On the move Featured

12:29pm EDT June 22, 2004
A modern law firm has modern needs and has to project the right image to its clients.

The law firm of Walter & Haverfield decided it was time to upgrade not only its office space, but the technology that its attorneys use every day.

"When we were looking at a lease renewal in our old space, one of the first questions we looked at was the economics of the lease arrangements," says Ralph Cascarilla, managing partner of the firm. "We had a very attractive offer for here (The Tower at Erieview), but it wasn't the overriding factor in the decision. The advantages to moving to a newer space were significant.

"When comparing a new space to our offices at the Terminal Tower that is some 80 years old, the differences in the ability to adapt to technology are significant. We were able to install a state-of-the-art technology base in this space that we would not have been able to do in the same way at the old space."

The firm needed the latest video and audio conferencing equipment installed in an unobtrusive manner. Conference rooms needed DVD, VCR, cable and computer modem capability. The old space, with its steam heat, caused some HVAC issues, the layout wasn't conducive to the type of workflow the firm wanted and the views were restricted.

"The level of capability we were looking at requires a modern layout," says Cascarilla. "We have an integrated HVAC system that now works much better. For us, the new layout was particularly efficient. All our professional staff is in exterior offices with the center core housing the support staff. We also have unrestricted views here."

The firm was able to get an attractive lease and install the technology upgrades it needed to meet its attorneys needs.

"There were some nice things about the Terminal Tower," says Cascarilla. "I liked the feel that an older building allows in terms of history and a sense of continuity with a different era. The technology changes could have been done there. It just so happens that we were able to do some things here that we couldn't do in the Terminal as cost-effectively.

"The new location also has a little easier access to parking that's directly available. Parking was available at the Terminal Tower, but it was tough for our clients to get to that particular entrance. We concluded the differences of being further away from Public Square were outweighed by the pluses."

With the move complete, Cascarilla offers the following advice for a company considering a move of its own.

"Once you have decided to move, carefully analyze and think about what you want the design to do functionally so that the design is reflective of the function rather than making the function fit the design. It is a lot easier to make changes on prints than when guys are building walls. We spent a great deal of time in the design process working with the architect and the contractor.

"Look at what you want, the functions and the costs. You need to allow yourself time to do that. Where I think a lot of people run into trouble is they start trying to fast-track all that and make decisions while construction is going on. It can be very costly if you are making changes while in the build process.

"If you take the time to analyze everything, life will be immeasurably better. You really can't accomplish an effective design without it." How to reach: Walter & Haverfield, (216) 781-1212


New look

The law firm of Walter & Haverfield moved its offices from the Terminal Tower to The Tower at Erieview.
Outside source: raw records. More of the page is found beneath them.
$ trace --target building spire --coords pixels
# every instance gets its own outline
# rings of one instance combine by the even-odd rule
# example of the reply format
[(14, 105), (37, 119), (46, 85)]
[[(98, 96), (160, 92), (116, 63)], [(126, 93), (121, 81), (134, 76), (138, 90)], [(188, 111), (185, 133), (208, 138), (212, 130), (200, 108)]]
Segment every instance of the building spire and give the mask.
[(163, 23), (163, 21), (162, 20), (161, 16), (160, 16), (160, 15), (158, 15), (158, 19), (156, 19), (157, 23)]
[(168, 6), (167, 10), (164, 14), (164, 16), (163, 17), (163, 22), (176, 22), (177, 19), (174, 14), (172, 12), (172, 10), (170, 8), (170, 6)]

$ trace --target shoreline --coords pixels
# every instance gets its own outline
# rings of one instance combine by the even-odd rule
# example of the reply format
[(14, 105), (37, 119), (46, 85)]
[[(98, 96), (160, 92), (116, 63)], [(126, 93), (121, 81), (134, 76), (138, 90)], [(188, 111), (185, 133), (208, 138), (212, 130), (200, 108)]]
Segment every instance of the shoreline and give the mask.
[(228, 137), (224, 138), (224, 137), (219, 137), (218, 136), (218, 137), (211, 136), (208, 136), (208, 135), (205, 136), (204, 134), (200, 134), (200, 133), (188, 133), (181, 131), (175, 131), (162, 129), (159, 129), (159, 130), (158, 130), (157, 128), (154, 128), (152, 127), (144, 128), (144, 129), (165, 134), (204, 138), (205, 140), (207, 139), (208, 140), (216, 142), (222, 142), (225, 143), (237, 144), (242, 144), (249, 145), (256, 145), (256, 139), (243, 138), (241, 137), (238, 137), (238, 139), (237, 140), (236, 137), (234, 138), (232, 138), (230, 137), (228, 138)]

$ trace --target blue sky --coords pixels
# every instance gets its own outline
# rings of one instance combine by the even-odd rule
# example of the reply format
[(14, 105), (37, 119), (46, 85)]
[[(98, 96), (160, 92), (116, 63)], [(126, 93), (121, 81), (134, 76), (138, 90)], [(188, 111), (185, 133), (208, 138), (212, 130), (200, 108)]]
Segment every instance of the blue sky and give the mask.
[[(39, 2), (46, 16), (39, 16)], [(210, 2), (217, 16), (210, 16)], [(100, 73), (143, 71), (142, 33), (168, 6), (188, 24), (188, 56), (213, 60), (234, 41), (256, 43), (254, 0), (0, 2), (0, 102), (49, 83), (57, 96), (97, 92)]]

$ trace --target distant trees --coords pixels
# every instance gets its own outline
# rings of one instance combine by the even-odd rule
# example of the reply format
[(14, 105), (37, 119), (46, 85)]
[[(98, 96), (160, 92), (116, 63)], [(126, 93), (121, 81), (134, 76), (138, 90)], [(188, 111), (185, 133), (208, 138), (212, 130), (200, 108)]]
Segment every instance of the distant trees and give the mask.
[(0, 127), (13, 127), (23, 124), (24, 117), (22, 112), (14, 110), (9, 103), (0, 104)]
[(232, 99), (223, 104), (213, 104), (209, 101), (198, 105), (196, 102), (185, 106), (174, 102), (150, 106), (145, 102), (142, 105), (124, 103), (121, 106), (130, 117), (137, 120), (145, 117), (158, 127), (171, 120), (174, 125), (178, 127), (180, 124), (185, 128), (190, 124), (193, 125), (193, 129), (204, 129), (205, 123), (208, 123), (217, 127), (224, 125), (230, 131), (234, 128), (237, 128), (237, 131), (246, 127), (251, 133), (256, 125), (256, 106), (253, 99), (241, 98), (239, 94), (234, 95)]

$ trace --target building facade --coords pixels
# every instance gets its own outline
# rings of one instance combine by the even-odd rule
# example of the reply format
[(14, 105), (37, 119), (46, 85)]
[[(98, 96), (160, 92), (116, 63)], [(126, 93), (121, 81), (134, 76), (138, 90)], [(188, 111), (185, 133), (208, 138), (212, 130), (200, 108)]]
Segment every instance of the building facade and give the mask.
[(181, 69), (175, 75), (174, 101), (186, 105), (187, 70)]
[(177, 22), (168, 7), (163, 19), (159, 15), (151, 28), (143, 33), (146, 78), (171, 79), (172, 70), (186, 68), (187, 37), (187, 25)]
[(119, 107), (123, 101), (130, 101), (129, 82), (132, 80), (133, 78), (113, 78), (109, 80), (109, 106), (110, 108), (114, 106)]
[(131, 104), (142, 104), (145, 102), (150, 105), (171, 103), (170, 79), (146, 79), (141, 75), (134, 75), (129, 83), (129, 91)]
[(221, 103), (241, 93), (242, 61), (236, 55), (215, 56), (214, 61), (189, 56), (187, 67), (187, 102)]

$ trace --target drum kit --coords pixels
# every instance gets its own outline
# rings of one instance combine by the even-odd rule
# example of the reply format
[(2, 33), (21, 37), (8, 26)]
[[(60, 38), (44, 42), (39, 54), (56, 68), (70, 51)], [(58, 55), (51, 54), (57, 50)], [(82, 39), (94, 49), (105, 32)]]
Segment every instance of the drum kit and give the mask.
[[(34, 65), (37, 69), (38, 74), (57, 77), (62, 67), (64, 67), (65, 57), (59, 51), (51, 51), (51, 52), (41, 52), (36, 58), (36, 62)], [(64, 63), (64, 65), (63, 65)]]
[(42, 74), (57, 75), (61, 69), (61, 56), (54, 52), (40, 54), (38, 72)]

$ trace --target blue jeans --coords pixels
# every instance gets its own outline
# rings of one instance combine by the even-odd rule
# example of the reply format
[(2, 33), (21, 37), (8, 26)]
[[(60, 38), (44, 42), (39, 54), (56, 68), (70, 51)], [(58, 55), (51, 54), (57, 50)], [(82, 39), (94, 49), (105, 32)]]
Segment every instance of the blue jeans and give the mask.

Not only did the firm upgrade its technology and office arrangements, it also changed the overall look of its office.

"It's a complete change to what we had before," says Ralph Cascarilla, managing partner for the firm. "We went to a simplified, more modern look. Before, we had an Old English look, which was consistent with the type of building we were in. It would not have been consistent with the type of building we are in now. We have a clean, modern look to our new office space.

"I think it shows our firm, which was founded in 1932, evolves but doesn't fundamentally change. Clients see the office and see the evolution of the enhancements, but it's nothing that is inconsistent with our heritage and tradition. Clients have different needs. Your firm's office and infrastructure have to meet client needs.

"The configuration of the space is such, while more modern than Old English, is not futuristic in design."